One of the key factors in the success of Focus on Africa was the network of reporters were recruited locally. During those days in the 1960s through to early 1990s, the reporters would file their stories via telex or over the telephone. 

The power of Focus on Radio brand on the continent paved the way for the successful launch of a daily TV bulletin about Africa. Focus on Africa TV bulletin was launched in 2012 on the BBC's global channel World News. 
 
Over the past 60 years, the programme has covered all the key moments in the continent's history; the independence of more than 30 countries including the birth of Zimbabwe and South Sudan, the rise and fall of Uganda's dictator Idi Amin, Ethiopia's famine, the first elected female head of state in Africa, Nelson Mandela's release and the end of apartheid, the outbreak of Ebola, major African cultural & sporting events including hosting for the first time ever the World Cup finals and much more. 
 
Known largely for its staple of hard news, Focus on Africa was keen to tap into the world of humour to the tickle the ribs of its audience.
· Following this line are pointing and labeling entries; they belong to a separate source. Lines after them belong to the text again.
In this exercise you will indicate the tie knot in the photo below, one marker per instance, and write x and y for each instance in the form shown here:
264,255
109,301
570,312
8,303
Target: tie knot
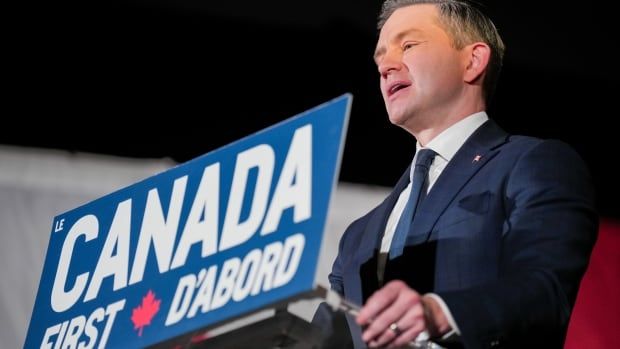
425,157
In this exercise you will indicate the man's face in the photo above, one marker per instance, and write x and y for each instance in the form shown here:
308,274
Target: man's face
421,73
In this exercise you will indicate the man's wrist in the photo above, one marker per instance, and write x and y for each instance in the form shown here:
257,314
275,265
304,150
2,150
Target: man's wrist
436,321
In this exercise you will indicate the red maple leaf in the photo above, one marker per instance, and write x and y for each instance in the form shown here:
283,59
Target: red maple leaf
141,315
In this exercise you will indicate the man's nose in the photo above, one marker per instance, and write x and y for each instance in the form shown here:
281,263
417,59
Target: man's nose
389,63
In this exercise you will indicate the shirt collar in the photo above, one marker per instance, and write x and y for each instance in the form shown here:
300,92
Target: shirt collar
448,142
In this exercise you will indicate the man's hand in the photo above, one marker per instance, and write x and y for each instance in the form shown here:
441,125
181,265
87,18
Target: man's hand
396,314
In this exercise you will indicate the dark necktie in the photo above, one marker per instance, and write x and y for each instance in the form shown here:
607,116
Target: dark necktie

Thus, The Resident Presidents, an outrageous comedy sketch depicting stereotypical African heads of state was added to the menu with a weekly serving.
 
The media landscape has evolved from the early days of shortwave radio to digital revolution, thanks to internet technology and the advent of mobile phones.  The way audiences consume media has changed enormously. Days of appointment listening or viewing are fast fading away. Audiences now consume content on the go or on demand. 

Focus on Africa reaches audiences globally around the world on digital platforms as well as radio.

The programme has also reinvented itself with the launch of Africa Today podcasting, providing its audiences with daily news about the continent. In addition, the FOA Radio team have built on the fact that Africa is the world's youngest continent with an average age of 19, and have recently launched The Comb podcast to engage younger audiences.

The rapid increase of fake news and misinformation has meant that Focus on Africa provides a reliable reference point for trusted news and reporting. 
 
Solomon Mugera, Head of Journalism Africa says: "It is a privilege that we are celebrating Focus on Africa Radio's Diamond Jubilee. This is the one programme that truly connects the continent with trusted news and information about events that matter most to the audience. It's about their daily achievements, challenges and aspirations. Behind the programme is a talented team that's passionate about Africa, its story and place in the world. I congratulate the team."  
 
Bilkisu Labaran, Head of Africa News & Current affairs says: "Focus on Africa radio continues to do what it has always done best, covering news & current affairs for an African audience. As new technology evolves, we are moving with the times and are available not just on Radio but also via digital/social platforms, which is helping us to reach new and younger audiences. Our new logo truly reflects what Focus is about: Warm, vibrant and powerful."